No ato de segunda, cerca de 250 mil protestaram em todo o país contra o aumento das tarifas de transporte. Só em São Paulo, segundo o instituto Datafolha, 65 mil pessoas foram às ruas em passeata pacífica.
Conforme o cientista político, a decisão também enfraquece “grupos radicais, eventualmente de extrema direita ou mesmo do crime organizado”, infiltrados em manifestações originariamente pacíficas. Na avaliação de Abrucio, o MPL “já não sabia mais como agir com esses grupos menores”.

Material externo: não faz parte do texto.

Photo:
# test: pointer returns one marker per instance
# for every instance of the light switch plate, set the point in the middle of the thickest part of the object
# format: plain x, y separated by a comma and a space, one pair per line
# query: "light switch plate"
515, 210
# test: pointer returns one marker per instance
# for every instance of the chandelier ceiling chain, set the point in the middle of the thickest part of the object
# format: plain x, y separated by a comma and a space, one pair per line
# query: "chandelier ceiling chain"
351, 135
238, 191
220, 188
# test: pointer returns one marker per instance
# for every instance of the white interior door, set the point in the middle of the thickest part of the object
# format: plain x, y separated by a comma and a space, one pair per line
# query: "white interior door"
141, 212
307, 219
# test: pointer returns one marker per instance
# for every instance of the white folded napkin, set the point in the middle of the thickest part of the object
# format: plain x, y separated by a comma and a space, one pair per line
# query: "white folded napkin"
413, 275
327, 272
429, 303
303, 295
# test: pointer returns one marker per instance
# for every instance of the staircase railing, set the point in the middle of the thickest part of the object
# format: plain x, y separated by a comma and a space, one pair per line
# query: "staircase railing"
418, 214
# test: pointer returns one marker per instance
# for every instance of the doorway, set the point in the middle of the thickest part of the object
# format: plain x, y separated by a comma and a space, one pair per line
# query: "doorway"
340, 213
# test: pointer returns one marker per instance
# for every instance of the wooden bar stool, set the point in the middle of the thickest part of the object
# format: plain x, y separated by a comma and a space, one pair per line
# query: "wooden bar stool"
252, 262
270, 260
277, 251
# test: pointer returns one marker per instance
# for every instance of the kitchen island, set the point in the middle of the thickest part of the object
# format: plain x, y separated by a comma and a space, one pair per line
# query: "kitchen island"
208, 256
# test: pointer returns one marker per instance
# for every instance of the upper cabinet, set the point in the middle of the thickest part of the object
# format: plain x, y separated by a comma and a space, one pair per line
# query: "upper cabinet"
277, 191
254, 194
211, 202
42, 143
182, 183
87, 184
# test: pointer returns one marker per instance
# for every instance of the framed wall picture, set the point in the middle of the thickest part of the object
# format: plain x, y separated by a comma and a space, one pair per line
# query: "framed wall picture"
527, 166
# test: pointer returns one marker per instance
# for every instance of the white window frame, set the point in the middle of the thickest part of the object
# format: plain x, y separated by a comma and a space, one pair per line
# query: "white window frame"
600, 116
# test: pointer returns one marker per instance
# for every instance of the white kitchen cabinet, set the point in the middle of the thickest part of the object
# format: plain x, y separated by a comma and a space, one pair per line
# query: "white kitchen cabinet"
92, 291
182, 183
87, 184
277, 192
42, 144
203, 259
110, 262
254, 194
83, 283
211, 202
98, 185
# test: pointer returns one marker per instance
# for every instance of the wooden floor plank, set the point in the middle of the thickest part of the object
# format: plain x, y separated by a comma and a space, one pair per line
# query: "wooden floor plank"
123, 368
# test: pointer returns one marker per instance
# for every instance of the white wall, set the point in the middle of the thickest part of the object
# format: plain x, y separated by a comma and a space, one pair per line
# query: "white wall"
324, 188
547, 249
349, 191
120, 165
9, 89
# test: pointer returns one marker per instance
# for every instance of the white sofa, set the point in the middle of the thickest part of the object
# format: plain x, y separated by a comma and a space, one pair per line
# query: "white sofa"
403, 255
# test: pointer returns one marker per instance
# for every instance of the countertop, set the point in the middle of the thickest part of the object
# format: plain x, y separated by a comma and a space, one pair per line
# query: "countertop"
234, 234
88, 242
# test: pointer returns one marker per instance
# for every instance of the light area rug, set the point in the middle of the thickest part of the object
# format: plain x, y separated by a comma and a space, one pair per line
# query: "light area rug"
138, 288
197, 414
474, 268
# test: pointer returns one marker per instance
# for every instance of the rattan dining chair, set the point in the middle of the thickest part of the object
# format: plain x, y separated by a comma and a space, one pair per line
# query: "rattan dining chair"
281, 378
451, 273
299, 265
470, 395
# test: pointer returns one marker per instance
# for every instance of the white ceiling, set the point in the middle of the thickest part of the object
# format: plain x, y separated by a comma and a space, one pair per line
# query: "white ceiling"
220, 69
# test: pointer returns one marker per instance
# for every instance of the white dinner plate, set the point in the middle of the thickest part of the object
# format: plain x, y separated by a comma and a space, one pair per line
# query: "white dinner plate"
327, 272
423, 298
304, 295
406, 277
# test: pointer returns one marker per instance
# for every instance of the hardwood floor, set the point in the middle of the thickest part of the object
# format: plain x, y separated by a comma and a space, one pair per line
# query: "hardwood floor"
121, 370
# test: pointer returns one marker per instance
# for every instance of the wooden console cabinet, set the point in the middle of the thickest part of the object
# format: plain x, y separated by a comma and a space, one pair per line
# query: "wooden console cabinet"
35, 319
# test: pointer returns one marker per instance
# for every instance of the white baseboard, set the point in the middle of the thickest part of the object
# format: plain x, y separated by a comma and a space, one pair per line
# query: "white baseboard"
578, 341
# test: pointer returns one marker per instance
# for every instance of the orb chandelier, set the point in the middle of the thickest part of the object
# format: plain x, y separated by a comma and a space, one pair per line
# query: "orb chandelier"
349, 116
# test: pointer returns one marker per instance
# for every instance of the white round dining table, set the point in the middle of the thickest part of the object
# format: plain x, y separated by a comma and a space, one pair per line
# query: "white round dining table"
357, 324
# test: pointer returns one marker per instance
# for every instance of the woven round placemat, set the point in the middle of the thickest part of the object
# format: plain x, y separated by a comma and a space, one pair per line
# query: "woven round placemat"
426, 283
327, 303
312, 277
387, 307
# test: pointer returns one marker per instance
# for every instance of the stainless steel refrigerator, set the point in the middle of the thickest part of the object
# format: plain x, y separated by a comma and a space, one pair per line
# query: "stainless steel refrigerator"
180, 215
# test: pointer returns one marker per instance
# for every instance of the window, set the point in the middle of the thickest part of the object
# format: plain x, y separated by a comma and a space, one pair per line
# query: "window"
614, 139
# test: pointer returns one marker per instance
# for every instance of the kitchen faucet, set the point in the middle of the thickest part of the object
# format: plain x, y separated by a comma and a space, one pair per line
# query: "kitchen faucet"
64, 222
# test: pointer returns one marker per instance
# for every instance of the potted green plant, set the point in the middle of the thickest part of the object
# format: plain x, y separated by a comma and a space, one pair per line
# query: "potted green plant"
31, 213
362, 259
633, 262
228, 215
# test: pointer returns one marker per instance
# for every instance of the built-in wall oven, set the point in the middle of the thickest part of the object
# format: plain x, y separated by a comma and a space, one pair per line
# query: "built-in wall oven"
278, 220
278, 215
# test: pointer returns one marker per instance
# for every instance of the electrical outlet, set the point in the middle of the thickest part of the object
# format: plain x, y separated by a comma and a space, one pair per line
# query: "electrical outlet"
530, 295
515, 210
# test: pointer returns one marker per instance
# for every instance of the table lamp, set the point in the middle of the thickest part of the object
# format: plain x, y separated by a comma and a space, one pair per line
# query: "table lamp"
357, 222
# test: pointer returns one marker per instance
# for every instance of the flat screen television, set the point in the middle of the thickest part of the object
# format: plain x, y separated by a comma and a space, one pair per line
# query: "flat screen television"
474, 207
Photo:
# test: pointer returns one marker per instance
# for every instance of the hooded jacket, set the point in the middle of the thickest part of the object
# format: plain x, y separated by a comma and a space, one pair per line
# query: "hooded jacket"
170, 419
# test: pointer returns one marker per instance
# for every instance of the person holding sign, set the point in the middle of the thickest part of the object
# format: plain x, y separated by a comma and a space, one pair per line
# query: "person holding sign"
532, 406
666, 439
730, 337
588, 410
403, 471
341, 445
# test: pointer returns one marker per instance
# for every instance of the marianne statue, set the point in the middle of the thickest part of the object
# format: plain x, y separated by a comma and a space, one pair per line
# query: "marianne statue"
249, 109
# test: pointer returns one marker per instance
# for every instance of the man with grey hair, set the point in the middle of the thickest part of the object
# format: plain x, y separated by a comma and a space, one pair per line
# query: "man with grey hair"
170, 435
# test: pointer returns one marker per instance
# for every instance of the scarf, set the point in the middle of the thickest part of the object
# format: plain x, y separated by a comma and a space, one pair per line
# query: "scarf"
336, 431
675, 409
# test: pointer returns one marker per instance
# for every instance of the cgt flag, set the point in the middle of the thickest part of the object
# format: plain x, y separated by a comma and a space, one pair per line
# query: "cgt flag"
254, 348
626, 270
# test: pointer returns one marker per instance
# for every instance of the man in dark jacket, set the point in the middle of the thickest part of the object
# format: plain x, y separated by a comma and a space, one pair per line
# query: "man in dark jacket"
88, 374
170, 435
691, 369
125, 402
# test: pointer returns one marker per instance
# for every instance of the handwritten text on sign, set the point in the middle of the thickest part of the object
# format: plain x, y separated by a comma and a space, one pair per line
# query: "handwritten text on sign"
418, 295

“A tendência agora é que essas manifestações continuem ao longo do tempo. A principal causa foi aceita, os grupos radicais se enfraquecem, mas agora será mais difícil de a classe política conter essa mobilização”, aposta. “O que resta ser feito é se constituir um fórum para discutir a mobilidade urbana em São Paulo, Rio e no Brasil, e não só nas prefeituras e Estados como também no Congresso. E essas cidades geraram um efeito dominó, ou um efeito bola de neve, que tornou difícil não reduzir a tarifa. Mas financiamento de transporte público nas regiões metropolitanas é algo que precisa ser debatido –quem sabe isso tudo não foi o início de algo que venha a se institucionalizar?”, indagou.